Address
- 322 South Archer Sinton, Texas, 78387 United States

District information
- Grades: PK–12
- Schools: 5
- NCES District ID: 4840350

Students and staff
- Students: 2,023 (2023–2024)
- Teachers: 155.62 (on an FTE basis)
- Student–teacher ratio: 13.00:1

Other information
- Website: www.sintonisd.net

= Sinton Independent School District =

School district in Texas, United States

Sinton Independent School District is a public school district based in Sinton, Texas, United States.

Sinton is located in San Patricio County. Less than 30 mi north of Corpus Christi, it is situated close to the Gulf of Mexico and the amenities of an urban area.
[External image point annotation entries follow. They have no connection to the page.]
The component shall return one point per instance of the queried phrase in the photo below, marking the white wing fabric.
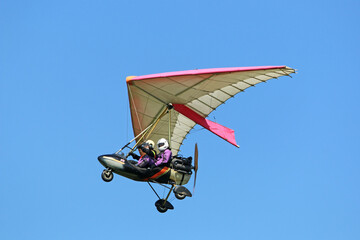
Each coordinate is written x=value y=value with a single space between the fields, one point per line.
x=201 y=91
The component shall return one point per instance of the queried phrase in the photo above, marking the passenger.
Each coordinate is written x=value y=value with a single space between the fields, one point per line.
x=147 y=155
x=165 y=155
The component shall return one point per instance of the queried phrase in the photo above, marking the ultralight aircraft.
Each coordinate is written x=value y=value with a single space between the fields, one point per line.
x=169 y=105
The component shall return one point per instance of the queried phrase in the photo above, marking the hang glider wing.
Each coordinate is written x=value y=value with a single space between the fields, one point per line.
x=194 y=95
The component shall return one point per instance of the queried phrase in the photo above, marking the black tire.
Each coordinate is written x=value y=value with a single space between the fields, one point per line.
x=161 y=209
x=107 y=176
x=180 y=196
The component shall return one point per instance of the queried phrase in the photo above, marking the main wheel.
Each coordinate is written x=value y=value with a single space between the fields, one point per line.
x=180 y=196
x=107 y=175
x=161 y=208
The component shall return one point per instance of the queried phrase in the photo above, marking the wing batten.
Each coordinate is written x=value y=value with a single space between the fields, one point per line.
x=200 y=90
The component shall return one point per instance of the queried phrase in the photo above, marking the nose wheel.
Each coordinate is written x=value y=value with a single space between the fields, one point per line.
x=162 y=205
x=107 y=175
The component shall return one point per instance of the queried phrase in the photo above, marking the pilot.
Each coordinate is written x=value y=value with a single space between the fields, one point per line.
x=165 y=155
x=147 y=155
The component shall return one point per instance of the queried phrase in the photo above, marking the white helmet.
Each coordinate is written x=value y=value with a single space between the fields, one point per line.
x=151 y=143
x=162 y=144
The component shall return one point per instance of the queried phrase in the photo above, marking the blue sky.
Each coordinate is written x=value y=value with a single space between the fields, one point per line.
x=63 y=102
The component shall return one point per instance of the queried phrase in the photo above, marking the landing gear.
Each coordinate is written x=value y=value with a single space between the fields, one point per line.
x=107 y=175
x=181 y=192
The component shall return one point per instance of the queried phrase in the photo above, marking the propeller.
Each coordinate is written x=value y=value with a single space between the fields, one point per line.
x=196 y=156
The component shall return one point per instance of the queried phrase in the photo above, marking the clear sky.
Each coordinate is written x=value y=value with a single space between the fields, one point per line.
x=63 y=102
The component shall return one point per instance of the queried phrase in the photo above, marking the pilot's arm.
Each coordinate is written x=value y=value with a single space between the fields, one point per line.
x=149 y=152
x=134 y=156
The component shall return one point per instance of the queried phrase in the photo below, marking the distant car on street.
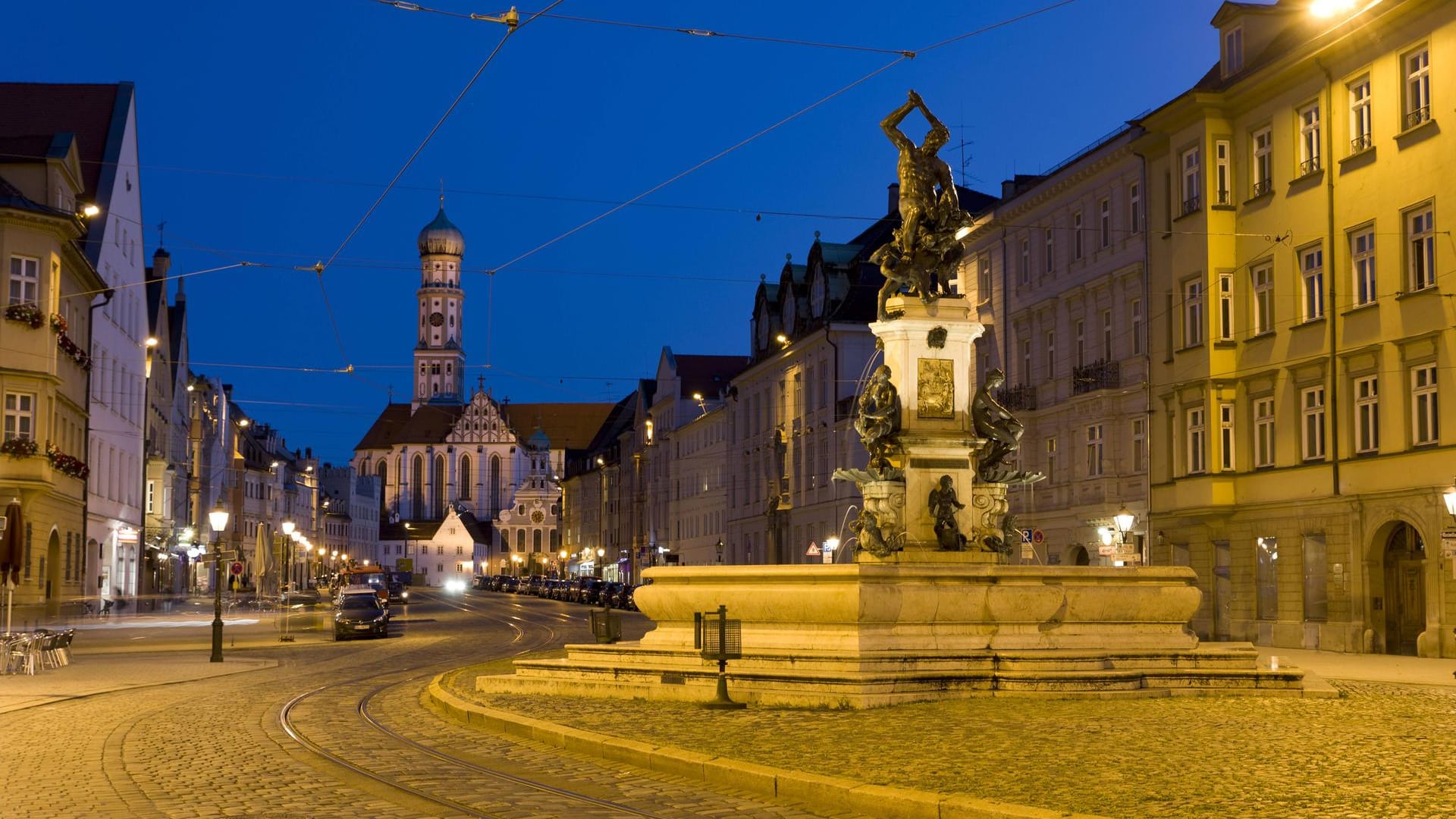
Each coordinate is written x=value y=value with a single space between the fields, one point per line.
x=360 y=615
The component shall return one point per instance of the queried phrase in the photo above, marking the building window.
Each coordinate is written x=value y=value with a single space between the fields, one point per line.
x=1310 y=139
x=1222 y=174
x=1423 y=404
x=1263 y=161
x=1367 y=414
x=1312 y=414
x=1362 y=264
x=1226 y=306
x=1134 y=209
x=1267 y=577
x=1139 y=445
x=1136 y=309
x=1226 y=438
x=1264 y=431
x=1232 y=50
x=19 y=416
x=1197 y=441
x=1316 y=598
x=1420 y=241
x=1193 y=312
x=1263 y=299
x=1417 y=86
x=25 y=280
x=1094 y=450
x=1312 y=276
x=1360 y=115
x=1191 y=181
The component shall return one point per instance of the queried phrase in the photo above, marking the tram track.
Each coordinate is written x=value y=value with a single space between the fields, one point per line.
x=533 y=630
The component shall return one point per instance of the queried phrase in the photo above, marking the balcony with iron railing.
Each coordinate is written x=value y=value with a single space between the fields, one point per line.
x=1417 y=115
x=1019 y=397
x=1098 y=375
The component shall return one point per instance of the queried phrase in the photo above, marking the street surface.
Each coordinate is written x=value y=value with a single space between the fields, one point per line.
x=220 y=746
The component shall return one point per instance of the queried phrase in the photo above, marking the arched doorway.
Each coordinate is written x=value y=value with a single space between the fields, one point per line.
x=53 y=573
x=1404 y=589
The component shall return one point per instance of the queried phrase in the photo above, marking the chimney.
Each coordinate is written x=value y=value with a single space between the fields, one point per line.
x=161 y=264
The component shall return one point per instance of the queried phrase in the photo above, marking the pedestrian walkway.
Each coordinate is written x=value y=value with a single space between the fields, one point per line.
x=98 y=673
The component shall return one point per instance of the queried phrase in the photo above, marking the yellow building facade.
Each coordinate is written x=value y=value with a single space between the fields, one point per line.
x=1301 y=334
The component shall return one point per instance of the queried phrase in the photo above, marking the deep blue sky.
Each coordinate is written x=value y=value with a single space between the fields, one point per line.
x=268 y=129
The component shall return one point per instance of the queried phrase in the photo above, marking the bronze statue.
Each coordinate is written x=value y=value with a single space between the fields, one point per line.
x=877 y=419
x=944 y=506
x=870 y=537
x=925 y=251
x=921 y=171
x=1002 y=433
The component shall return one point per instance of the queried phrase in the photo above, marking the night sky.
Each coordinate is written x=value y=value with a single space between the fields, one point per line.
x=270 y=129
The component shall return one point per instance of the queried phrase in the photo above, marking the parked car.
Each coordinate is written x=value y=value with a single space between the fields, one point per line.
x=398 y=594
x=360 y=615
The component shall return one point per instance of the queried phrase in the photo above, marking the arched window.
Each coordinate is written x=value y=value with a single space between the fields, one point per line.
x=417 y=494
x=495 y=484
x=437 y=488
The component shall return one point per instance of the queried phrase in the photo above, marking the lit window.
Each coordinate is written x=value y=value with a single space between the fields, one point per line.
x=1263 y=299
x=1312 y=275
x=1362 y=264
x=1264 y=431
x=1417 y=86
x=1423 y=404
x=1310 y=139
x=1312 y=435
x=1367 y=414
x=1360 y=137
x=1420 y=241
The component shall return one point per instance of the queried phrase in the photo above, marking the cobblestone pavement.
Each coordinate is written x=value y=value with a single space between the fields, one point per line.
x=215 y=746
x=1378 y=751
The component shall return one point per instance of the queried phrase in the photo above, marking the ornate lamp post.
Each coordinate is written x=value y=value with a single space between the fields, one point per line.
x=218 y=521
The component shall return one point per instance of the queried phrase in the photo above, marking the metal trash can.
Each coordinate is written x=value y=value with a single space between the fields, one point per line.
x=606 y=626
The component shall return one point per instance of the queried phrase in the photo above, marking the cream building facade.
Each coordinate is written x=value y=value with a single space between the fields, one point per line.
x=1301 y=337
x=1059 y=278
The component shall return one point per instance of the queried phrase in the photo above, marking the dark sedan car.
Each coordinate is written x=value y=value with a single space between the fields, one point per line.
x=360 y=615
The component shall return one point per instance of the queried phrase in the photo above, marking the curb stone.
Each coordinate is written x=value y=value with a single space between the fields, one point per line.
x=839 y=793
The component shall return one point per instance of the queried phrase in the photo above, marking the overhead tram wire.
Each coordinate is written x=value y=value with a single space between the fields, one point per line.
x=650 y=27
x=511 y=27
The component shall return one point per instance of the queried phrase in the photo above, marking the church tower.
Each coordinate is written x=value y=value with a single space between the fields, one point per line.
x=440 y=353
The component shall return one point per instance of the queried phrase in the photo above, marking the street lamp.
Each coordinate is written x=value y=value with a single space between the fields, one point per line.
x=218 y=521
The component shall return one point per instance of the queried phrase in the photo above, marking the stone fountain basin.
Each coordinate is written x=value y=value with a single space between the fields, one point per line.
x=927 y=607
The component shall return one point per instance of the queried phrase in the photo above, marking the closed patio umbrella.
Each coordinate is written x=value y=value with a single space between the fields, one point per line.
x=12 y=551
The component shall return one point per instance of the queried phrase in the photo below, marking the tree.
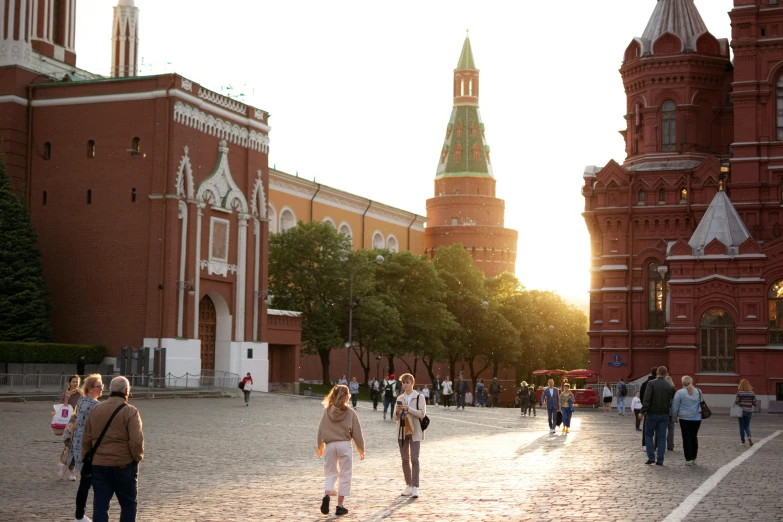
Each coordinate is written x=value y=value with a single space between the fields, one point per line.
x=24 y=307
x=308 y=272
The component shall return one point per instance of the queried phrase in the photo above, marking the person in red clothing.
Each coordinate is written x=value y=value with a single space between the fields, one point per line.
x=247 y=387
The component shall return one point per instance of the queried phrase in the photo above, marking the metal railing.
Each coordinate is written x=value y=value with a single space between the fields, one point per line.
x=209 y=383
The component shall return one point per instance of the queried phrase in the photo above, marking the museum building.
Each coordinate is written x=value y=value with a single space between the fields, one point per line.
x=687 y=254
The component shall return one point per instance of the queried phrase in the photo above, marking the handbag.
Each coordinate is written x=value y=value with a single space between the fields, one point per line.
x=706 y=412
x=87 y=460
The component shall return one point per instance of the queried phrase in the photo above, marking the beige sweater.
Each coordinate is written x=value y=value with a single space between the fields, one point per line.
x=337 y=425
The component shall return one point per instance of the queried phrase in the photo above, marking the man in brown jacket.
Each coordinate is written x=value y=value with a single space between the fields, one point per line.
x=115 y=469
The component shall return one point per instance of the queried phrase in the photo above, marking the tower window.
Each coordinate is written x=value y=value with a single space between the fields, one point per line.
x=669 y=121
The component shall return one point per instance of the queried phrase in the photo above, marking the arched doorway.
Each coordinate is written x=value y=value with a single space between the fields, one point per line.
x=207 y=329
x=717 y=341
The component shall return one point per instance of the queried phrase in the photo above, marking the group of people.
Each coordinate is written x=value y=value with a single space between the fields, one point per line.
x=340 y=426
x=109 y=436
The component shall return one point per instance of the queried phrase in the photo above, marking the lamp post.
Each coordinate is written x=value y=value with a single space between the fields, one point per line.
x=378 y=260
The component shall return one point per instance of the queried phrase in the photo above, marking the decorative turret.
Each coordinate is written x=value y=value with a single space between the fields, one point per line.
x=125 y=40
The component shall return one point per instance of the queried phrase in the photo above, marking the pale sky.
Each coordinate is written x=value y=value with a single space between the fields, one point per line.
x=360 y=95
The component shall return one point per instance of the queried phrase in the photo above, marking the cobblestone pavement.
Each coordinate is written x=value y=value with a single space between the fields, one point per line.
x=215 y=460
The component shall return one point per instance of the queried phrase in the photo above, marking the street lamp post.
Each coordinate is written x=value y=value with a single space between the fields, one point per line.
x=378 y=260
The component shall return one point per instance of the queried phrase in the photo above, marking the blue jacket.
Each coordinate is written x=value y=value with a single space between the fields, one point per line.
x=552 y=401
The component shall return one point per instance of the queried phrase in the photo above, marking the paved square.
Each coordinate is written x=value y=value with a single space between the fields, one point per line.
x=215 y=460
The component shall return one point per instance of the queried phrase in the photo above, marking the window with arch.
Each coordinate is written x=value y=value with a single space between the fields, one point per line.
x=717 y=341
x=656 y=297
x=775 y=310
x=669 y=126
x=377 y=240
x=287 y=220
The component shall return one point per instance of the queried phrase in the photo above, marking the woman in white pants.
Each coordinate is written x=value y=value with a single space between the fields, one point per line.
x=339 y=425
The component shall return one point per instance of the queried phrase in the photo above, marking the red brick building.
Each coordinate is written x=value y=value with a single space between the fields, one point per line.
x=465 y=209
x=687 y=265
x=149 y=197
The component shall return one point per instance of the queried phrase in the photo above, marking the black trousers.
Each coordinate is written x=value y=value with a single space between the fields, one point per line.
x=690 y=440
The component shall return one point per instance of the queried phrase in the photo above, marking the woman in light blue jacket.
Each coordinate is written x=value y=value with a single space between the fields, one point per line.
x=686 y=409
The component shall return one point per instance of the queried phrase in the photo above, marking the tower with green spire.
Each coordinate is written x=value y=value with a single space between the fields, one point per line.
x=464 y=209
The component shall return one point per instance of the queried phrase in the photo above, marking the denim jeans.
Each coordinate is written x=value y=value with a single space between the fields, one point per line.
x=108 y=481
x=745 y=425
x=655 y=426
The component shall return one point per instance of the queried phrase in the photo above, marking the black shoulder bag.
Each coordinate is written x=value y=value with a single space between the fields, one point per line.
x=87 y=462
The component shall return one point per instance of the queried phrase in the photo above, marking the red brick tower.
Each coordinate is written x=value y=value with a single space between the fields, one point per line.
x=465 y=209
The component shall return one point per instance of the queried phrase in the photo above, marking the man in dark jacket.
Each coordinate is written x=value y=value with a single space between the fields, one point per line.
x=656 y=404
x=650 y=377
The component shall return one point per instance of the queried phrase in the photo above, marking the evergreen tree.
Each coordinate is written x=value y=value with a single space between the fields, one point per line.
x=24 y=308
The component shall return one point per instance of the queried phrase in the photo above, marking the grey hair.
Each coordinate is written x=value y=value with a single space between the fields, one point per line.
x=119 y=384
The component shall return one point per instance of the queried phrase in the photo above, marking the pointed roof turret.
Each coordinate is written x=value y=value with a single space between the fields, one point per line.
x=466 y=57
x=678 y=17
x=721 y=222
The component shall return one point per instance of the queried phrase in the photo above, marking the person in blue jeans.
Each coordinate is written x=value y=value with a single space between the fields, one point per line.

Many churches, representing various denominations are located in Sinton, and have access to nearby healthcare facilities. Texas A&M University–Corpus Christi provides higher education opportunities.

Sinton ISD has an enrollment of approximately 2,000–2,100 students across its 200+ square mile area. Students attend classes on one of five campuses, including Sinton High School, E. Merle Smith Middle School, Sinton Elementary, Welder Elementary, and the Dave Odem Learning Center (alternative education campus). 78.7% of the student body is Hispanic, 19.8% is White, with the remaining 1.5% consisting of Black, Asian, and Native American students.

Academically, Sinton ISD has performed well and is a state of Texas "Recognized" district. The elementary grades employ a variety of teaching strategies and curricula, including Balanced Literacy, Accelerated Reader, and Reading Renaissance. The Talent Pool program enriches potentially gifted students in all content areas.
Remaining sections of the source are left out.